The U.S. Commodity Futures Trading Commission today sued Binance and its founding Chief Executive Officer Changpeng Zhao, as well as former Chief Compliance Officer Samuel Lim.
The CFTC is the agency responsible for regulating the derivatives market. Its newly filed lawsuit, which is structured as a civil complaint, charges Binance, Zhao and Lim with “numerous violations” of the Commodity Exchange Act as well as CFTC regulations. The agency is seeking financial penalties, a permanent trading ban and other remedies.
“For years, Binance knew they were violating CFTC rules, working actively to both keep the money flowing and avoid compliance,” said CFTC chair Rostin Behnam. “This should be a warning to anyone in the digital asset world that the CFTC will not tolerate willful avoidance of U.S. law.”
Binance is the world’s largest cryptocurrency exchange by trading volume. According to TechCrunch, the company is believed to have processed more than $9 billion worth of transactions over the past day or so. Binance claims to have about 90 million users worldwide.
In its lawsuit, the CFTC charges that Binance’s platform is run by dozens of corporate entities structured as an “intentionally opaque common enterprise”. The agency argues the company’s complex corporate structure is meant to help it avoid regulation. The CFTC’s lawsuit names three corporate entities as defendants alongside Zhao and Lim: Binance Holdings Ltd, Binance Holdings (IE) Ltd and Finance (Services) Holdings Ltd.
The CFTC is accusing the company of failing to implement controls for verifying customers’ identities and blocking terror financing and money laundering. Additionally, the lawsuit charges that Binance operated as a designated contract market without registering as such with CFTC as required by law. A designated contract market is an exchange for trading futures or options.
In 2019, Binance stated that it would stop allowing U.S. users to sign up for the international version of its exchange. But according to the CFTC, it continued to work with stateside customers. The agency charges that Binance actively helped “VIP customers” in the U.S. gain access to the international version of its platform.
Binance’s platform has controls designed to block unauthorized access attempts. According to the CFTC, the company told VIP customers in the U.S. to use virtual private network software to circumvent its controls. Moreover, Binance employees reportedly sent customers instructions on how to do so via a messaging app configured to automatically delete their correspondence.
The CFTC charges that the scheme was devised by Zhao, who the agency says is responsible for “all major strategic decisions at Binance.” Lim, who was Binance’s Chief Compliance Officer from 2018 to 2022, is accused of aiding and abetting the company’s financial law violations. The lawsuit states Lim instructed employees to use “creative means” to bypass compliance controls.

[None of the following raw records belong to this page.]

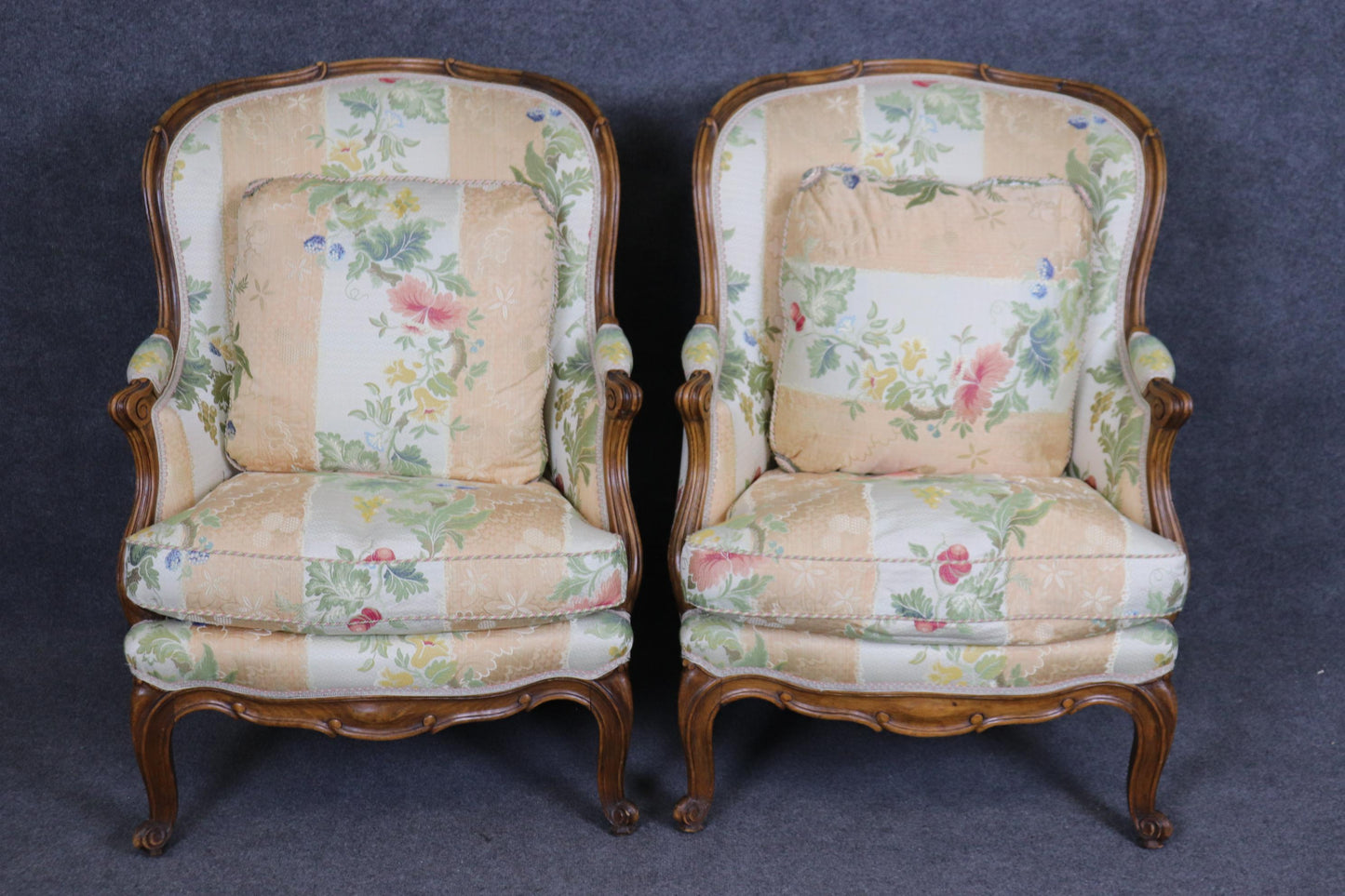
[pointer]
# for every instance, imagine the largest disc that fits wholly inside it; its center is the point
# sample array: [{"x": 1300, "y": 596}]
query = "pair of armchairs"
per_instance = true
[{"x": 381, "y": 429}]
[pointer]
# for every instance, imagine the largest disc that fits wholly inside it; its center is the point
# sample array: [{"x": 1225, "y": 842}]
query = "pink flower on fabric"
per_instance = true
[
  {"x": 707, "y": 568},
  {"x": 954, "y": 564},
  {"x": 365, "y": 619},
  {"x": 978, "y": 379},
  {"x": 416, "y": 301},
  {"x": 610, "y": 594}
]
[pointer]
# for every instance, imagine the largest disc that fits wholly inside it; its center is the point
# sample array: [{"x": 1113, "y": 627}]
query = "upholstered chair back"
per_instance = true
[
  {"x": 368, "y": 120},
  {"x": 955, "y": 124}
]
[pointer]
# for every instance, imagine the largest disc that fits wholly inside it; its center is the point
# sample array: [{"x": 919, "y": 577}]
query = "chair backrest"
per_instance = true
[
  {"x": 940, "y": 120},
  {"x": 375, "y": 117}
]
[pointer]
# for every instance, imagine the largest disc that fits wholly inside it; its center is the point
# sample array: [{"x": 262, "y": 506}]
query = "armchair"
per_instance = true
[
  {"x": 925, "y": 482},
  {"x": 380, "y": 432}
]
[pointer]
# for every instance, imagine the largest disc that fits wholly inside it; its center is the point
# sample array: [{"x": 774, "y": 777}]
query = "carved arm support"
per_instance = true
[
  {"x": 612, "y": 361},
  {"x": 147, "y": 374}
]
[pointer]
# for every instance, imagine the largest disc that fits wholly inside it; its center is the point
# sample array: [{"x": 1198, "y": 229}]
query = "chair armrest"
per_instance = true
[
  {"x": 1150, "y": 359},
  {"x": 153, "y": 361},
  {"x": 611, "y": 352},
  {"x": 701, "y": 350}
]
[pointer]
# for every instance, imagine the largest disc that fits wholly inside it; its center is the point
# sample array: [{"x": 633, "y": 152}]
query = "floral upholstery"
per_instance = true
[
  {"x": 360, "y": 335},
  {"x": 153, "y": 361},
  {"x": 973, "y": 560},
  {"x": 961, "y": 130},
  {"x": 724, "y": 646},
  {"x": 341, "y": 554},
  {"x": 172, "y": 654},
  {"x": 371, "y": 126},
  {"x": 931, "y": 328},
  {"x": 1150, "y": 358}
]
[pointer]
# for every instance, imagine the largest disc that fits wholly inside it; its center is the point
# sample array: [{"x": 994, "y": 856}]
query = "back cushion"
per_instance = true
[
  {"x": 397, "y": 326},
  {"x": 928, "y": 326}
]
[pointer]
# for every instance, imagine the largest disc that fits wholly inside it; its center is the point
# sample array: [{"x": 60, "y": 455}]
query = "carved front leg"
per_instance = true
[
  {"x": 153, "y": 717},
  {"x": 698, "y": 703}
]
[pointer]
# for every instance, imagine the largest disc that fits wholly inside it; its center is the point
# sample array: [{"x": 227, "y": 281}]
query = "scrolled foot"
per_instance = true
[
  {"x": 691, "y": 814},
  {"x": 153, "y": 836},
  {"x": 1153, "y": 830},
  {"x": 625, "y": 817}
]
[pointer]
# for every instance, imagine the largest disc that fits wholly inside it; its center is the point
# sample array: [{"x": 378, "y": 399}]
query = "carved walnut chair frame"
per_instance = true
[
  {"x": 154, "y": 712},
  {"x": 1151, "y": 705}
]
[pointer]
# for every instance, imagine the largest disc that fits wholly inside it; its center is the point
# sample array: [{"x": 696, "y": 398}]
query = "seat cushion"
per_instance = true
[
  {"x": 728, "y": 646},
  {"x": 974, "y": 560},
  {"x": 341, "y": 554},
  {"x": 392, "y": 325},
  {"x": 171, "y": 654},
  {"x": 930, "y": 326}
]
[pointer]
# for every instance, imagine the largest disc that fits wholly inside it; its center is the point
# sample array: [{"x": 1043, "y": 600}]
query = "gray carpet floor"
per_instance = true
[{"x": 1244, "y": 289}]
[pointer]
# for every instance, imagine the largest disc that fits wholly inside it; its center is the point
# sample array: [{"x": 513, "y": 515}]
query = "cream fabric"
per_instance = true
[
  {"x": 377, "y": 124},
  {"x": 973, "y": 560},
  {"x": 724, "y": 646},
  {"x": 362, "y": 338},
  {"x": 930, "y": 328},
  {"x": 172, "y": 655},
  {"x": 928, "y": 127},
  {"x": 341, "y": 554}
]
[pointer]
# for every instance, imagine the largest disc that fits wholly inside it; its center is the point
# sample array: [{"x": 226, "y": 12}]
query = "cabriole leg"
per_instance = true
[
  {"x": 698, "y": 703},
  {"x": 1154, "y": 711},
  {"x": 151, "y": 729},
  {"x": 612, "y": 708}
]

“The defendants’ own emails and chats reflect that Binance’s compliance efforts have been a sham and Binance deliberately chose – over and over – to place profits over following the law,” said Gretchen Lowe, the principal deputy director and chief counsel of the CFTC’s enforcement division.
The development comes a few days after Coinbase Global Inc., another major cryptocurrency exchange operator, received a Wells notice from the U.S. Securities and Exchange Commission. The SEC issues such notices to companies when it detects potential violations of securities laws. Coinbase believes the enforcement action relates to its Coinbase Earn, Coinbase Prime and Coinbase Wallet services.